Normally, an rcall +0
instruction at the top of a function would be a handy way to double the number of times the function runs. But in this case, we can see that the return addresses are not being returned to, they are in fact being removed from the stack at the end of the function with four pop
instructions.
So at the beginning of the function, the compiler is adding four bytes to the stack and at the end of the function it is removing four bytes from the stack. This is how the compiler allocates storage for your variable, i
. Since i
is a local variable, it generally gets stored on the stack. Compiler optimizations might allow the variable to be stored in registers, but I don't think such optimizations are allowed for volatile
variables. This answers your first and fourth questions.

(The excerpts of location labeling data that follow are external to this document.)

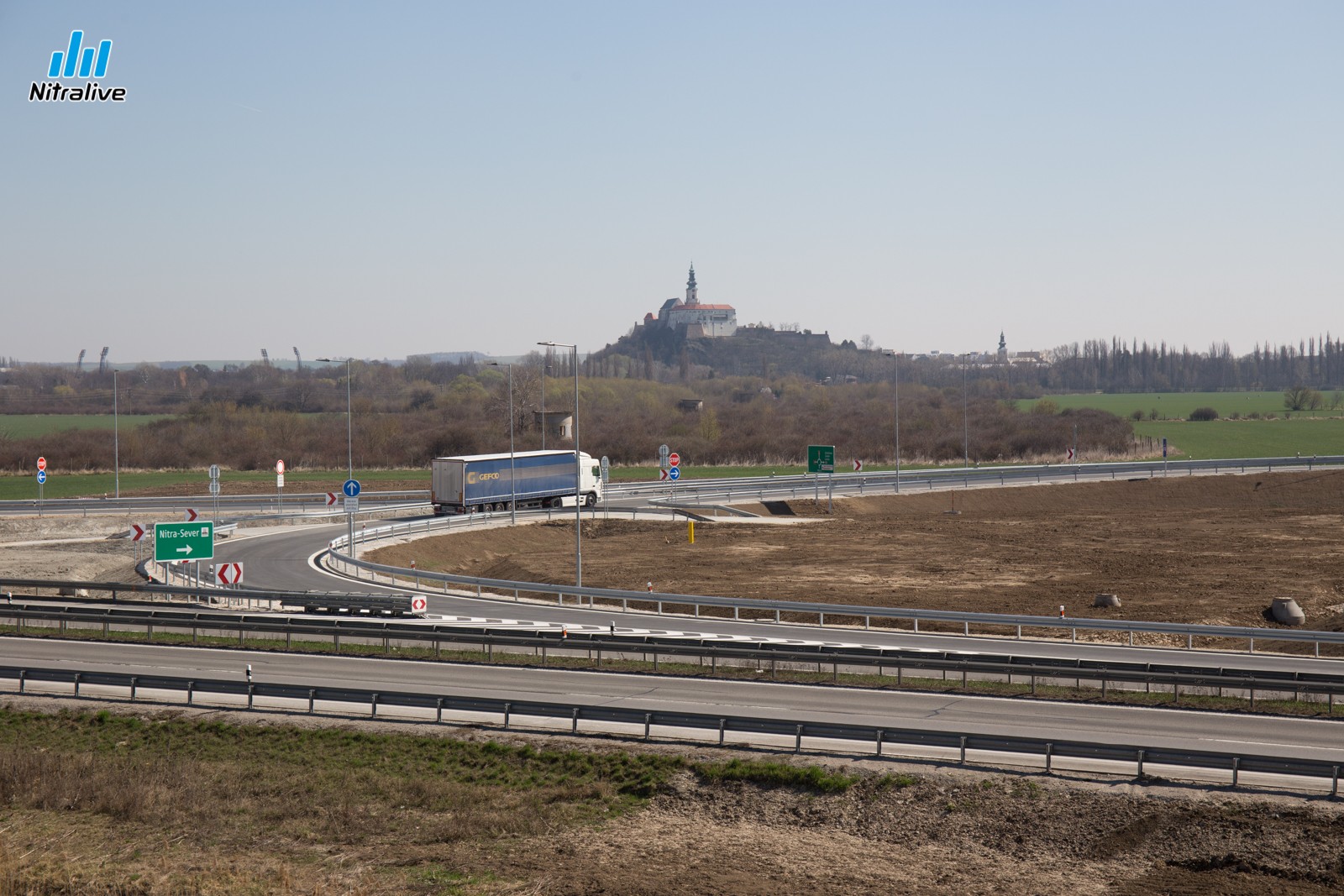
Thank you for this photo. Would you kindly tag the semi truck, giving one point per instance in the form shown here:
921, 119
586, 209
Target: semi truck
476, 483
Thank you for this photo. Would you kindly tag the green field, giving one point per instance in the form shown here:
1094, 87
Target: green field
1179, 405
24, 426
1249, 438
78, 485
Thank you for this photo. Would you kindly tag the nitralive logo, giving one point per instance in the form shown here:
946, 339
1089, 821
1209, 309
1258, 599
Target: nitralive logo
81, 62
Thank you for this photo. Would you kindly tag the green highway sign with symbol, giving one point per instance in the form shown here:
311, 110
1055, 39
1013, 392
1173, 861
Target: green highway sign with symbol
185, 542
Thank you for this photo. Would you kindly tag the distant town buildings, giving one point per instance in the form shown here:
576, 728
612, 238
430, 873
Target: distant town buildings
691, 317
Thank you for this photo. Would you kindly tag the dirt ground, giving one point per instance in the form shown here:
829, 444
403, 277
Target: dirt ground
1211, 550
1198, 550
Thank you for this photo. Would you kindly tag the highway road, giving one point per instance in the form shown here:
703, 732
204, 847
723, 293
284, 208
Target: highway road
1268, 735
281, 560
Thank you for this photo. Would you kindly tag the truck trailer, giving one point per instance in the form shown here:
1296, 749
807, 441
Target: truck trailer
539, 479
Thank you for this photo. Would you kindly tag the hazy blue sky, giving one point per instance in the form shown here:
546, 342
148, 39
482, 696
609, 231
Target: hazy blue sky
402, 177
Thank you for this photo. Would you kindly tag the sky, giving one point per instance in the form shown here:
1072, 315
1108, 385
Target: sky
380, 181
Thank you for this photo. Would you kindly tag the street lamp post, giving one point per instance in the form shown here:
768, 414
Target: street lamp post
965, 414
116, 438
512, 479
578, 474
895, 387
349, 443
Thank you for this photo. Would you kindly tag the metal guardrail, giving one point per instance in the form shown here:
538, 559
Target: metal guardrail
308, 600
748, 488
884, 660
658, 602
954, 743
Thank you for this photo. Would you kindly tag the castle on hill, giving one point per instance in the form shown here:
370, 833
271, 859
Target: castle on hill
692, 318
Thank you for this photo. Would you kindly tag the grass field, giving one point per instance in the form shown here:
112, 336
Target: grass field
1179, 405
1249, 438
97, 484
24, 426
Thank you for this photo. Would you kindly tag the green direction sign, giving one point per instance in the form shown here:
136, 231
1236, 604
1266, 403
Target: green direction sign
185, 540
822, 458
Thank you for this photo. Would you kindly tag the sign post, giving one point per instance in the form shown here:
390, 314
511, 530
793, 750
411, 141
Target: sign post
185, 542
822, 458
42, 479
214, 486
351, 490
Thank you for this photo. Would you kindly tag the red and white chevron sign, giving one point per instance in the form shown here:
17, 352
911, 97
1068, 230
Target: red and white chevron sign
228, 573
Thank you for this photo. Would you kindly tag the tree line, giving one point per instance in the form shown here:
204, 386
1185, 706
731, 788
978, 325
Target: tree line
246, 419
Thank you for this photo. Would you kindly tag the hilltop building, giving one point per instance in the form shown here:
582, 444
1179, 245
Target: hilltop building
692, 318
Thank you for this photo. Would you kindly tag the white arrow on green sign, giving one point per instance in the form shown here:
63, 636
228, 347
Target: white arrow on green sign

You marked your variable i
as volatile
, which tells the compiler it cannot make any assumptions about the memory that i
is stored in. Every time your code reads or writes to i
, the compiler must generate a real read or write to the RAM locations that hold i
; it's not allowed to make the optimizations you thought it would make. This answers your second and third questions.
The volatile
keyword is useful for special functions registers on your chip, and it is useful for variables that are shared between the main loop and an interrupt.